Questi sono gli elementi di equità dei dati che i team di data science devono tenere presente:

  • Rappresentatività: A seconda del contesto, sia la sottorappresentazione che la sovrarappresentazione di gruppi svantaggiati o protetti dalla legge all’interno del campione di dati possono portare a svantaggi sistematici per le parti vulnerabili nei risultati del modello addestrato. Per evitare questo tipo di pregiudizio di campionamento, l’esperienza nel settore sarà cruciale per valutare l’adeguatezza dei dati raccolti o acquisiti rispetto alla popolazione sottostante da modellare. I membri del team tecnico dovrebbero offrire mezzi di rimedio per correggere i difetti di rappresentanza nel campionamento.
  • Adeguatezza e sufficienza: È importante capire se i dati raccolti sono sufficienti per lo scopo previsto del progetto. Dataset insufficienti potrebbero non riflettere equamente le qualità che dovrebbero essere ponderate per produrre un risultato giustificato coerente con lo scopo desiderato del sistema di intelligenza artificiale. Di conseguenza, i membri del team di progetto con competenze tecniche e politiche dovrebbero collaborare per determinare se la quantità di dati è sufficiente e adatta allo scopo.
  • Integrità della fonte e accuratezza della misurazione: La mitigazione efficace del pregiudizio inizia all’inizio dei processi di estrazione e raccolta dei dati. Sia le fonti che gli strumenti di misurazione possono introdurre fattori discriminatori nel dataset. Per garantire la non discriminazione, il campione di dati deve avere un’ottimale integrità della fonte. Ciò include assicurarsi o confermare che i processi di raccolta dei dati coinvolti abbiano fonti di misurazione adeguate, affidabili e imparziali e metodi di raccolta robusti.
  • Tempestività e attualità: Se i dataset includono dati obsoleti, i cambiamenti nella distribuzione sottostante dei dati potrebbero influire negativamente sulla generalizzabilità del modello addestrato. Se questi spostamenti nella distribuzione riflettono cambiamenti nelle relazioni sociali o nella dinamica di gruppo, la perdita di accuratezza riguardo alle caratteristiche effettive della popolazione sottostante potrebbe introdurre pregiudizi nel sistema di intelligenza artificiale. Per prevenire risultati discriminatori, la tempestività e l’attualità di tutti gli elementi del dataset dovrebbero essere esaminate.
  • Pertinenza, adeguatezza e conoscenza del settore: La comprensione e l’utilizzo delle fonti e dei tipi di dati più adatti sono cruciali per costruire un sistema di intelligenza artificiale robusto e non pregiudizievole. Una solida conoscenza del settore della distribuzione della popolazione sottostante e dell’obiettivo predittivo del progetto è strumentale per la selezione di input di misurazione ottimamente rilevanti che contribuiscono alla ragionevole risoluzione della soluzione definita. Gli esperti del settore dovrebbero collaborare strettamente con i team di data science per aiutare a determinare categorie e fonti di misurazione ottimamente adeguate.

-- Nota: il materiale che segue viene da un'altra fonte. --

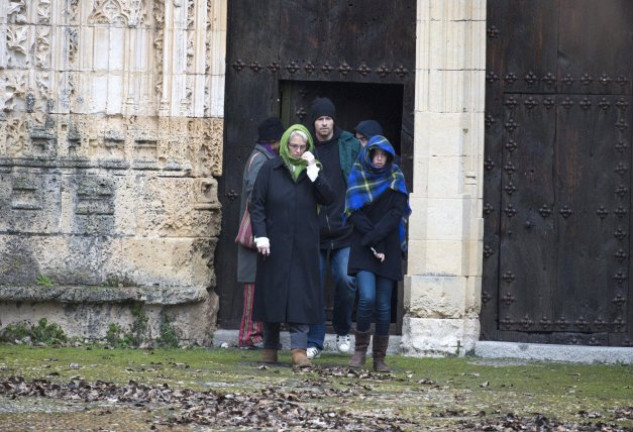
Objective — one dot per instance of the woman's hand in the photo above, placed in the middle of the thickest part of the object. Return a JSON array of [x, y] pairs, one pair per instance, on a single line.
[[379, 255], [309, 157]]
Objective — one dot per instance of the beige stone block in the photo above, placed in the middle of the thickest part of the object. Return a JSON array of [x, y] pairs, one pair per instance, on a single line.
[[416, 262], [448, 45], [445, 219], [445, 257], [417, 220], [446, 133], [436, 295], [423, 10], [474, 97], [473, 296], [176, 207], [66, 260], [446, 91], [445, 176], [160, 261], [423, 337]]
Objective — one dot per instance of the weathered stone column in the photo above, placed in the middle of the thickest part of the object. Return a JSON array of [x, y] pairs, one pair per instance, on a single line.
[[111, 124], [443, 284]]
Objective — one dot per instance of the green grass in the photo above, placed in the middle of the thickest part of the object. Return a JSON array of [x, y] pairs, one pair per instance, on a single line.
[[442, 389]]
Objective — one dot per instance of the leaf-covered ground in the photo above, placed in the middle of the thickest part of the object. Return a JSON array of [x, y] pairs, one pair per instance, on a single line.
[[95, 389]]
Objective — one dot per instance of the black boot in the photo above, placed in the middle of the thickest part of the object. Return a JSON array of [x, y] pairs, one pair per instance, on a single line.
[[380, 351], [360, 348]]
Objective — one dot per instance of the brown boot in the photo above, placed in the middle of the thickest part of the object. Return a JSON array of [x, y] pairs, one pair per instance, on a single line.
[[300, 359], [380, 351], [360, 348], [269, 355]]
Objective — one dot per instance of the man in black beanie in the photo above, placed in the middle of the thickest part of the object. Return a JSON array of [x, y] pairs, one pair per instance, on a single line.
[[337, 150], [267, 147]]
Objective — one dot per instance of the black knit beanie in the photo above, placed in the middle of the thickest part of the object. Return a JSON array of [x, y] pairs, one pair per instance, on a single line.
[[270, 130], [322, 107]]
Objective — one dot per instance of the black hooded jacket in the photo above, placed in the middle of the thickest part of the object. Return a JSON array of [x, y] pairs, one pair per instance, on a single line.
[[337, 156]]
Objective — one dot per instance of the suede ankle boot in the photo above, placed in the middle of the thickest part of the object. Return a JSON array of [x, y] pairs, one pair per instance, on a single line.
[[269, 355], [380, 345], [360, 348], [300, 359]]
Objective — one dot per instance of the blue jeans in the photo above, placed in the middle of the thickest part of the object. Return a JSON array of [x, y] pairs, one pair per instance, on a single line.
[[374, 301], [344, 296]]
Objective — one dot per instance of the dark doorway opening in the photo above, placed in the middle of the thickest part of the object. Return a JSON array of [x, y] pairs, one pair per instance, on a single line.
[[354, 102]]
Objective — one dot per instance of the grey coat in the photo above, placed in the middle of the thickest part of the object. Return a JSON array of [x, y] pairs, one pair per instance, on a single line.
[[247, 258]]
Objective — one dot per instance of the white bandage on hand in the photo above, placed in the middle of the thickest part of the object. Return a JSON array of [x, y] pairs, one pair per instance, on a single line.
[[313, 172], [262, 242]]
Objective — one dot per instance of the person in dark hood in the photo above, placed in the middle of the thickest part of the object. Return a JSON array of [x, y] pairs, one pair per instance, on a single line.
[[337, 150], [366, 129], [269, 131]]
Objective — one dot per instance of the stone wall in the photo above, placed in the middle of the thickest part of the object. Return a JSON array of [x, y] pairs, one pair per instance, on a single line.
[[111, 125], [443, 284]]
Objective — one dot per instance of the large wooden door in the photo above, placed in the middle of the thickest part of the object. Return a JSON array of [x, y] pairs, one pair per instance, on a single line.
[[558, 172], [282, 53]]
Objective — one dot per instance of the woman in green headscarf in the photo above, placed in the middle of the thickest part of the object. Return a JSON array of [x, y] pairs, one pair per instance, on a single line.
[[284, 215]]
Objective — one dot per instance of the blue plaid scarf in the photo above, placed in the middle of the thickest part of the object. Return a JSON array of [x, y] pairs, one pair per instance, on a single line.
[[366, 182]]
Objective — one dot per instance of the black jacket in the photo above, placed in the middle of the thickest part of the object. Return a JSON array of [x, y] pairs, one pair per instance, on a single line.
[[288, 280], [376, 225], [337, 156]]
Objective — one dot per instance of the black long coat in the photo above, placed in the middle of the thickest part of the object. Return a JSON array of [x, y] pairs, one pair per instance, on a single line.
[[288, 280], [376, 225]]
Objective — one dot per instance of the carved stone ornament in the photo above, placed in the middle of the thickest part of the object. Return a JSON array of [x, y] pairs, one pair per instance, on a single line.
[[121, 12]]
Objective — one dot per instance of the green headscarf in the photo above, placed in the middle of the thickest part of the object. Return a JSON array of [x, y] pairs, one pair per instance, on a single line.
[[295, 166]]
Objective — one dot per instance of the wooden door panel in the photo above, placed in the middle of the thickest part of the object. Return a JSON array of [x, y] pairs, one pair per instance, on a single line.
[[354, 52], [594, 42], [558, 158]]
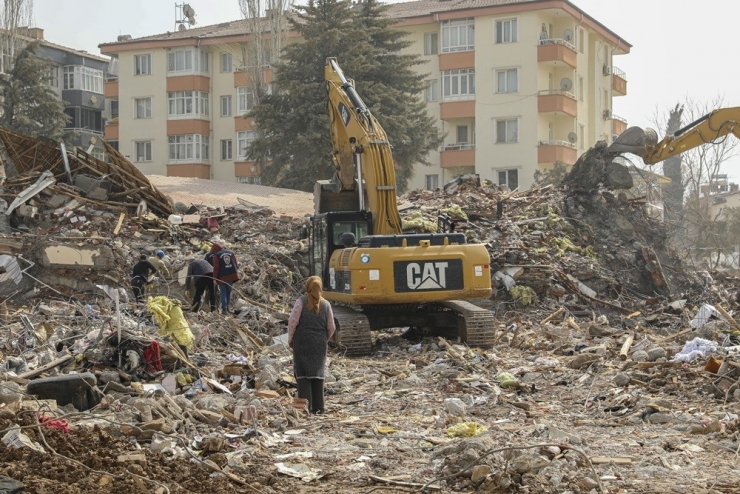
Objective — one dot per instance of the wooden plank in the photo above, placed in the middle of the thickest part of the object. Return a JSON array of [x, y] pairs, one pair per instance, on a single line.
[[45, 368], [120, 223]]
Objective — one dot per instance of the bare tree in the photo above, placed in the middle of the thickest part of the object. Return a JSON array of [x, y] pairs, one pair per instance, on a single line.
[[16, 14], [263, 17], [700, 233]]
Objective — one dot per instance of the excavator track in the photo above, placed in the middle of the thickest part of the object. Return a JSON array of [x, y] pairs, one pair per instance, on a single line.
[[479, 329], [353, 335]]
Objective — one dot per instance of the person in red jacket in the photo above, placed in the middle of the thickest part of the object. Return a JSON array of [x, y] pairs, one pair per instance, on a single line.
[[225, 273]]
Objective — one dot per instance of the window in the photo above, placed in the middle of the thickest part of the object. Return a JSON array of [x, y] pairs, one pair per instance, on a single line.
[[98, 154], [52, 77], [226, 64], [431, 43], [458, 35], [458, 84], [225, 106], [462, 134], [507, 130], [84, 78], [243, 141], [143, 108], [507, 81], [187, 60], [510, 178], [188, 149], [143, 151], [245, 99], [143, 64], [226, 145], [187, 103], [431, 93], [506, 31]]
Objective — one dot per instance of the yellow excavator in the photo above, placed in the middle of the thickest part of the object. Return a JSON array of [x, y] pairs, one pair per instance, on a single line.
[[707, 129], [375, 275]]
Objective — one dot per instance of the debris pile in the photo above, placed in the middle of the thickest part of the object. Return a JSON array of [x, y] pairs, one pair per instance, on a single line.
[[614, 368]]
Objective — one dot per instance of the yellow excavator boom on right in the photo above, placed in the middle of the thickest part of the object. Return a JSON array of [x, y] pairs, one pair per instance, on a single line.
[[707, 129]]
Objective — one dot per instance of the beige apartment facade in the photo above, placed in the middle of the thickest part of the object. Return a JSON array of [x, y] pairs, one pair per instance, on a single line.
[[514, 86]]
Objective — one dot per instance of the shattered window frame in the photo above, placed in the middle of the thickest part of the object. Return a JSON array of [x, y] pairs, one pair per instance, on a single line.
[[507, 31], [143, 64], [188, 148], [142, 151], [458, 84], [143, 107], [507, 131], [187, 104], [244, 139], [227, 148], [458, 35], [507, 80]]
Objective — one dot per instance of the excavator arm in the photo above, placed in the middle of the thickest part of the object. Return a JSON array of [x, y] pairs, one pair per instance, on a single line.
[[365, 177], [707, 129]]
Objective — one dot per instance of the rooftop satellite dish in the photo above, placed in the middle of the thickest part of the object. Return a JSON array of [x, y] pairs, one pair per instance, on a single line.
[[189, 12]]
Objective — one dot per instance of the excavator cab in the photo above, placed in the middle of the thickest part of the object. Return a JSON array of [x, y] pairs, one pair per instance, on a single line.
[[326, 236]]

Mentre i sistemi basati sull’intelligenza artificiale aiutano nell’automatizzazione dei processi decisionali e offrono risparmi di costo, le istituzioni finanziarie che considerano l’intelligenza artificiale come soluzione devono essere vigili per assicurarsi che non si verifichino decisioni pregiudizievoli. I leader della conformità devono essere in sintonia con il loro team di data science per confermare che le capacità dell’IA sono responsabili, efficaci e prive di pregiudizi. Avere una strategia che sostenga un’IA responsabile è la cosa giusta da fare, e potrebbe anche offrire un percorso per la conformità con le future regolamentazioni sull’IA.

Danny Butvinik è il Chief Data Scientist di NICE Actimize, fornendo leadership tecnica e professionale. Danny è un esperto in intelligenza artificiale e scienza dei dati, avendo scritto numerosi articoli e saggi scientifici. Nel suo ruolo attuale, gestisce un grande gruppo di data scientist e contribuisce alla crescita dell'innovazione e della proprietà intellettuale dell'azienda, con oltre 15 anni di esperienza nella ricerca, sviluppo e gestione nella scienza dei dati e nello sviluppo di software.